Los que se van de la universidad. Y cómo se van

Conozco a unos cuantos profesores universitarios que están en trámites para su jubilación, tanto en mi universidad como en otras. Por lo general se trata de prejubilaciones al hilo de esa política eufemísticamente llamada de rejuvenecimiento de las plantillas y que no es más que una desesperada salida que se ha inventado para combatir la ruina económica en que andan metidas las universidades públicas por causa de su propio desgobierno y de la demagógica y populista política académica de las últimas décadas. No desaparecen los que la han echado a perder, no, ésos se quedan y se las prometen felices mientras se disputan los trozos putrefactos de la presa muerta.
No son viejos, no se van porque ya no puedan rendir.
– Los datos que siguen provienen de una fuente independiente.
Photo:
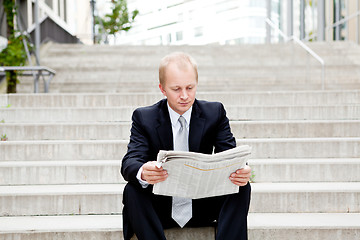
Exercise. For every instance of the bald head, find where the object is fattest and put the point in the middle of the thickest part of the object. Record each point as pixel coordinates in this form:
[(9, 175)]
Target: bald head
[(183, 62)]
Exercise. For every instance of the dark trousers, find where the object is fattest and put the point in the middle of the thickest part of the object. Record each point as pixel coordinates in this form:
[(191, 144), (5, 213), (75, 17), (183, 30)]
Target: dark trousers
[(147, 214)]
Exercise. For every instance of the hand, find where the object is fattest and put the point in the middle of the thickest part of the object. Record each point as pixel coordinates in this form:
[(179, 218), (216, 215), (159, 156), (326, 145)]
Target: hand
[(241, 176), (152, 174)]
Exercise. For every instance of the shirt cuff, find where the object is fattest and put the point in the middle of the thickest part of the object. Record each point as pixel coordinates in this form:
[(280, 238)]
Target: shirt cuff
[(143, 183)]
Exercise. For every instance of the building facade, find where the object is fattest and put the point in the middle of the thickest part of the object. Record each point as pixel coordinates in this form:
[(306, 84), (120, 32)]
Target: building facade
[(63, 20)]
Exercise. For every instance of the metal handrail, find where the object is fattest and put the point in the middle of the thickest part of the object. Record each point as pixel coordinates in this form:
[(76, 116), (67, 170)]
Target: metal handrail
[(338, 23), (306, 48), (344, 20), (30, 71)]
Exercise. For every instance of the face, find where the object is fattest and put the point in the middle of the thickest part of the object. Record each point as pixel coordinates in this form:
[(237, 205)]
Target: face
[(179, 88)]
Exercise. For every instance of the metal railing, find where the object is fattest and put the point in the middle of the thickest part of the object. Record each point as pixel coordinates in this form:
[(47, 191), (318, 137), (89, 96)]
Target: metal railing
[(36, 71), (306, 48)]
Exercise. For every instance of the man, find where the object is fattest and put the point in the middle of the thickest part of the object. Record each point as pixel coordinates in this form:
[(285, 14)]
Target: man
[(207, 130)]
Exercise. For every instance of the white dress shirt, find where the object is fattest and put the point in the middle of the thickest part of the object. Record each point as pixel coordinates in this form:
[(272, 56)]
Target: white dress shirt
[(175, 124)]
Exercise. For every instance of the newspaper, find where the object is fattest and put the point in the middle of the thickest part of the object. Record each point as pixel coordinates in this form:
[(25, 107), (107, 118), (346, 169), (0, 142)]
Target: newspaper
[(197, 175)]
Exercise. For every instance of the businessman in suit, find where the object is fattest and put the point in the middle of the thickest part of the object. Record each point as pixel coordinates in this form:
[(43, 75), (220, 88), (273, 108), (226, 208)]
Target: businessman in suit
[(157, 127)]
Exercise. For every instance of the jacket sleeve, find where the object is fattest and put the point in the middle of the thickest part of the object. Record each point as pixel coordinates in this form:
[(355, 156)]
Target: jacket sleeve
[(224, 139), (138, 151)]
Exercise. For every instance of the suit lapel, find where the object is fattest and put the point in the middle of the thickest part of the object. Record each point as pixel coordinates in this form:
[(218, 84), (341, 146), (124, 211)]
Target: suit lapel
[(164, 128), (196, 128)]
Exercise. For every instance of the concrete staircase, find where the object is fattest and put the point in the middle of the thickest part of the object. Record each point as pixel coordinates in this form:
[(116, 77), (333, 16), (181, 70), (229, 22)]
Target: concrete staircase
[(59, 168)]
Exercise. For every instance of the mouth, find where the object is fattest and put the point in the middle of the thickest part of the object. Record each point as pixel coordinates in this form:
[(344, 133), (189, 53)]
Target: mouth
[(184, 104)]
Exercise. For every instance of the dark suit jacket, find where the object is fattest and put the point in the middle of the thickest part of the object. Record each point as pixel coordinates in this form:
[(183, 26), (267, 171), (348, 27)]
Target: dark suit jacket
[(151, 131)]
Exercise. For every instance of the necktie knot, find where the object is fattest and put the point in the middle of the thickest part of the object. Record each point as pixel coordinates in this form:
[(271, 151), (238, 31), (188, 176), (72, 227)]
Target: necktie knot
[(182, 122)]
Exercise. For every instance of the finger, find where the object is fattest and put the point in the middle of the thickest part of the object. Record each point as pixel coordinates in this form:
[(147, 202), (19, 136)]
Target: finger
[(153, 180), (240, 184)]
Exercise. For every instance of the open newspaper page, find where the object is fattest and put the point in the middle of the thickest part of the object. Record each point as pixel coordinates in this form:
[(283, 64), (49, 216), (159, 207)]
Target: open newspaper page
[(197, 175)]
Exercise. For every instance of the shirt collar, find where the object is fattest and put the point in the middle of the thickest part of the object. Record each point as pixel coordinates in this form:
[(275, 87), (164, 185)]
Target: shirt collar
[(174, 116)]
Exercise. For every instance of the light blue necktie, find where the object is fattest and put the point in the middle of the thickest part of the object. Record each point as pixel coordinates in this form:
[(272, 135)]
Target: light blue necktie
[(181, 207)]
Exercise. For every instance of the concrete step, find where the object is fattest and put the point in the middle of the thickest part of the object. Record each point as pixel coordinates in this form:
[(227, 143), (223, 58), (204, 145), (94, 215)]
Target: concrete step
[(306, 170), (63, 150), (279, 98), (79, 199), (116, 149), (262, 226), (254, 84), (107, 171), (60, 172), (303, 147), (333, 197), (121, 130), (316, 226), (83, 199), (110, 114)]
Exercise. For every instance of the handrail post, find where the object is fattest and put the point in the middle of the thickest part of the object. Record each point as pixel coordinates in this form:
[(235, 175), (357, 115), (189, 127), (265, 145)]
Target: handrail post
[(306, 48)]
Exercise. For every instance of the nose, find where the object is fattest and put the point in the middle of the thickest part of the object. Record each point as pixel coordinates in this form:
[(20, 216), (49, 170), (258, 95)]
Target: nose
[(184, 95)]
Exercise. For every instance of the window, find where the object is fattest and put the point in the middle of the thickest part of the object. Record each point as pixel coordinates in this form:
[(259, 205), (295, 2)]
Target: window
[(179, 36), (198, 32)]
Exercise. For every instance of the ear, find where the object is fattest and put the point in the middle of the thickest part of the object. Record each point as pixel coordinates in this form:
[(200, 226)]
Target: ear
[(162, 89)]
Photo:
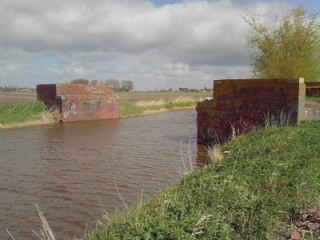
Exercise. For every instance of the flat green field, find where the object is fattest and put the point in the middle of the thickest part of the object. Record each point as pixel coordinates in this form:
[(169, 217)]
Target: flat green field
[(24, 97)]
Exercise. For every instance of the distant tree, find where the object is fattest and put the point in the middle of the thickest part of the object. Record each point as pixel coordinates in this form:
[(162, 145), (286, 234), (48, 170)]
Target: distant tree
[(80, 81), (127, 85), (288, 49)]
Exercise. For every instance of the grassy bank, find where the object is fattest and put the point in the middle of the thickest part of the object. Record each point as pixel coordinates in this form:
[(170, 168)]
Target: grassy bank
[(267, 180), (134, 108), (24, 114)]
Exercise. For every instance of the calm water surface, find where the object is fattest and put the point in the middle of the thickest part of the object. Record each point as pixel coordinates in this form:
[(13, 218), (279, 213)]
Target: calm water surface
[(69, 169)]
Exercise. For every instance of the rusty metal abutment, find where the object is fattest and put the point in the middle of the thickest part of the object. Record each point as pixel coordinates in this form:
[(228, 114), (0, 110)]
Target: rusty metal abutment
[(241, 105)]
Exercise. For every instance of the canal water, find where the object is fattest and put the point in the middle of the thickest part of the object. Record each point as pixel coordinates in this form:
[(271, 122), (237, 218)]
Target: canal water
[(76, 171)]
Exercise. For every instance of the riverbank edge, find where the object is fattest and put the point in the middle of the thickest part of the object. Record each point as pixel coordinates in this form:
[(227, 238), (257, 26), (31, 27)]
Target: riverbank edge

Bien al contrario. Muchos de ellos podría ahora, con su experiencia y a su edad, dar sus mejores frutos en la docencia y la investigación, predicar por su ejemplo, enseñar a las nuevas generaciones de docentes lo mejor de su largo camino. Pero su camino ya no es un modelo cotizado, su experiencia no cuenta nada, su trayectoria no importa en esta época en que son bien distintos los imperativos y es diferente el estilo que se quiere implantar. Se marchan porque están cansados y porque les ponen puente de plata para que se quiten de en medio, para que no atosiguen al alumnado con alardes de antiguos saberes, para que no acomplejen a los compañeros con cuentos de cuando labrarse un currículum costaba sangre, sudor y lágrimas y, sobre todo, dedicación intensa y esfuerzo constante.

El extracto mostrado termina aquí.